Because nothing was fine.

And if her last words to Moore turned out to be What us, Moore? I don’t even know what your idea of us is...

…she would never forgive herself.

"Being a nurse has its perks here," Yulia said, accompanying Colleen into the recovery room.

Moore was one of three patients and Dr. Singh gave her a skeptical scowl.

"You shouldn't be here," he said, but then turned away. "I don't see anything for twenty seconds."

Years of working with patients hooked up to IVs and ventilators had numbed her to the sight, or so she thought. Turned out she was wrong.

Nothing prepared her for the sight of Moore's hospital bed. His head was wrapped in a white gauze helmet. Various tubes were bringing liquid in and taking liquid out of his body, a fine-tuned system.

A team was required to make all of the outcomes as positive as possible. Much like raising a child, helping a patient recover after surgery took a village.

"Moore," she whispered, touching just the very tips of his fingers, not wanting to harm him in any way or wake him too quickly. Coming out of anesthesia was a delicate process.

She scrolled through her memory and couldn't find another instance when Moore had ever undergone general anesthesia. She hoped he would sail through with no complications.

Yulia pulled a curtain around them for privacy, then patted her on the back.

"One minute," she said quietly. That was all Colleen got, her time with Moore partitioned and restrained, even here, in the place where she belonged.

"I love you," she whispered, her lips trembling as the words flowed so easily out of her mouth. "I know you can hear me somewhere in there. I'm so sorry."

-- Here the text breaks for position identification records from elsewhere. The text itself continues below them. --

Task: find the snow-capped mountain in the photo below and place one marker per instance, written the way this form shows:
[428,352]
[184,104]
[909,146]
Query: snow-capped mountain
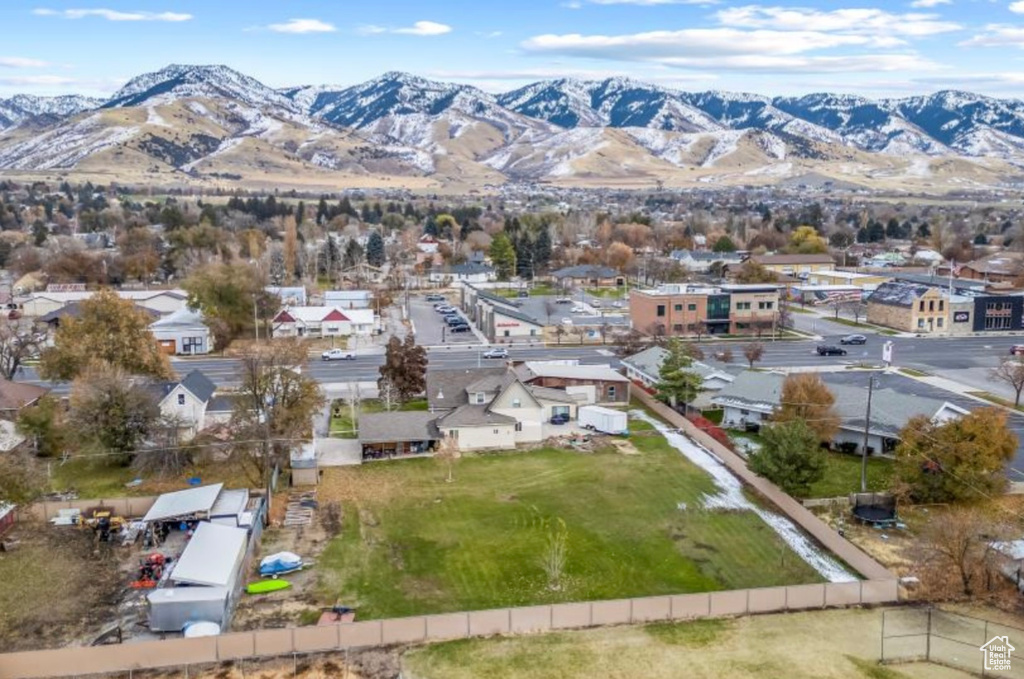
[178,82]
[213,121]
[611,102]
[20,108]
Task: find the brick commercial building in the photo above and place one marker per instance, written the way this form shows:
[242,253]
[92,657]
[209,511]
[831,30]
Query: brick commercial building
[681,309]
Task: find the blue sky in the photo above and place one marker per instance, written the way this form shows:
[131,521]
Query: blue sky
[876,48]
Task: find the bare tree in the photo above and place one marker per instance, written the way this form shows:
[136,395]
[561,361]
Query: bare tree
[1011,372]
[15,347]
[555,553]
[754,351]
[448,453]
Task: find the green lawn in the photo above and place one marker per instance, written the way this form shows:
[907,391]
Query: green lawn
[413,544]
[843,475]
[342,425]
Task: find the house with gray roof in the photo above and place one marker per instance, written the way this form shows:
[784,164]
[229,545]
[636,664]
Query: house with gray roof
[754,396]
[645,368]
[396,434]
[184,402]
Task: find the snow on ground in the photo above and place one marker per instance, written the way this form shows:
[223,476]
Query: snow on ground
[730,496]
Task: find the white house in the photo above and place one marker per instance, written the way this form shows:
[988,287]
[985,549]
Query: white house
[348,299]
[468,272]
[754,396]
[185,401]
[320,322]
[182,333]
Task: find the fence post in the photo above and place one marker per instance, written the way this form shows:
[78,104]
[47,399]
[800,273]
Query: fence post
[928,638]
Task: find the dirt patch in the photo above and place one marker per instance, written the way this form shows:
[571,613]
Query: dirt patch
[59,586]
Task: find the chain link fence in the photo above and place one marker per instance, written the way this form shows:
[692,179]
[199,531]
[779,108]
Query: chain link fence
[910,635]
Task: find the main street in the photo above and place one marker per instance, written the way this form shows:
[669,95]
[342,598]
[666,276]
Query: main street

A lump in her throat made it hard to talk, but she forced herself, knowing that time was limited.

"This won't be the only time I tell you. I swear to God, it won't, Moore, but I have to say it now in case..." She interrupted herself, unwilling to entertain the thought of what “in case” encompassed.

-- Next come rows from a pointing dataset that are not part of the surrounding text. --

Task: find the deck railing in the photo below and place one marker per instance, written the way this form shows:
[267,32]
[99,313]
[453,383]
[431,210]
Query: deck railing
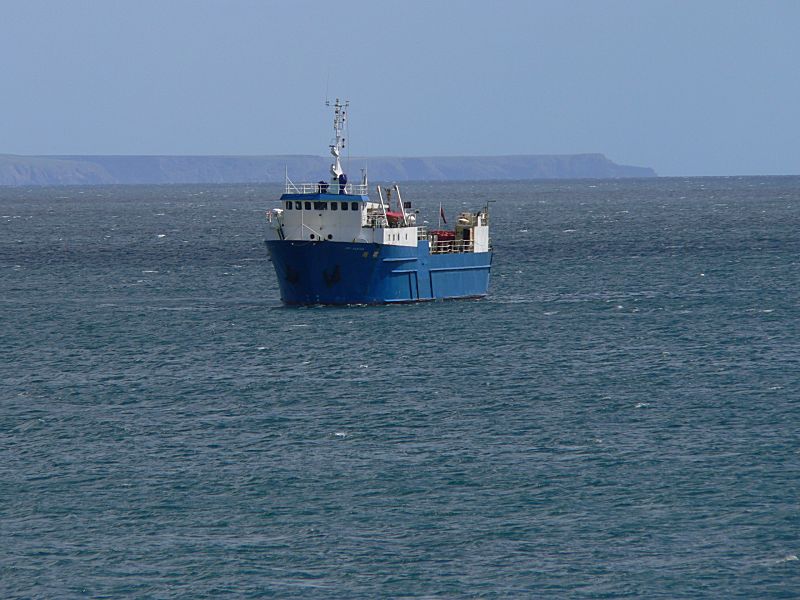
[452,246]
[325,188]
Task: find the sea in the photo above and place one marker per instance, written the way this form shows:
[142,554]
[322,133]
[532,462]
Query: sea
[618,418]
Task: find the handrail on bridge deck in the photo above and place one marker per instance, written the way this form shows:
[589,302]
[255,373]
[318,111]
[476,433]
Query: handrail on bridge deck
[325,188]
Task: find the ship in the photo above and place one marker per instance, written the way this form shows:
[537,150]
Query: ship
[331,244]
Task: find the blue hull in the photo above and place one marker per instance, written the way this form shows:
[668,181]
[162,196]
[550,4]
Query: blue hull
[324,272]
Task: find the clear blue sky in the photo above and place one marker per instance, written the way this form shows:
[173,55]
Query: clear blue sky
[688,87]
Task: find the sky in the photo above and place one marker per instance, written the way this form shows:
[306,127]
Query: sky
[687,87]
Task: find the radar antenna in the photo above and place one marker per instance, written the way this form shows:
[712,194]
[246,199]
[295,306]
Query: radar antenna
[339,120]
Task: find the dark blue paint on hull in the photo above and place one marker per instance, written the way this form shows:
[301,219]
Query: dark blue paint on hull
[323,272]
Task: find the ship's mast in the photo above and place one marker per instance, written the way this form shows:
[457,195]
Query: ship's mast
[339,120]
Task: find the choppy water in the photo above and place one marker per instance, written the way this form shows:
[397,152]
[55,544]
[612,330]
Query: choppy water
[620,418]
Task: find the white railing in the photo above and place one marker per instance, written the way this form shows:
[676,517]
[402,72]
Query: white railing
[452,246]
[325,188]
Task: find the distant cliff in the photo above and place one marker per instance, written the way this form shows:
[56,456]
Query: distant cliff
[90,170]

"We didn't need to fight like that and I shouldn't have told Jordy without talking to you first. You're right.

I just did it because I love you so much and all I want is to start what's left of our life together.

I feel like I've lived half a marriage with you, only we weren't actually married, now I want the married part.

I want the love and the babies and the daily life and living together.

All of it with you. I don't want to be cursed anymore.

I want to break the curse. I want to break the curse with you. "

She squeezed his hand, knowing that he was unable to give back. That didn't matter. She just wanted to fill him with her love.

"When this is over and we have a good laugh about it, you're never allowed near a ladder again. Do you hear me, Moore? I mean it. No ladders."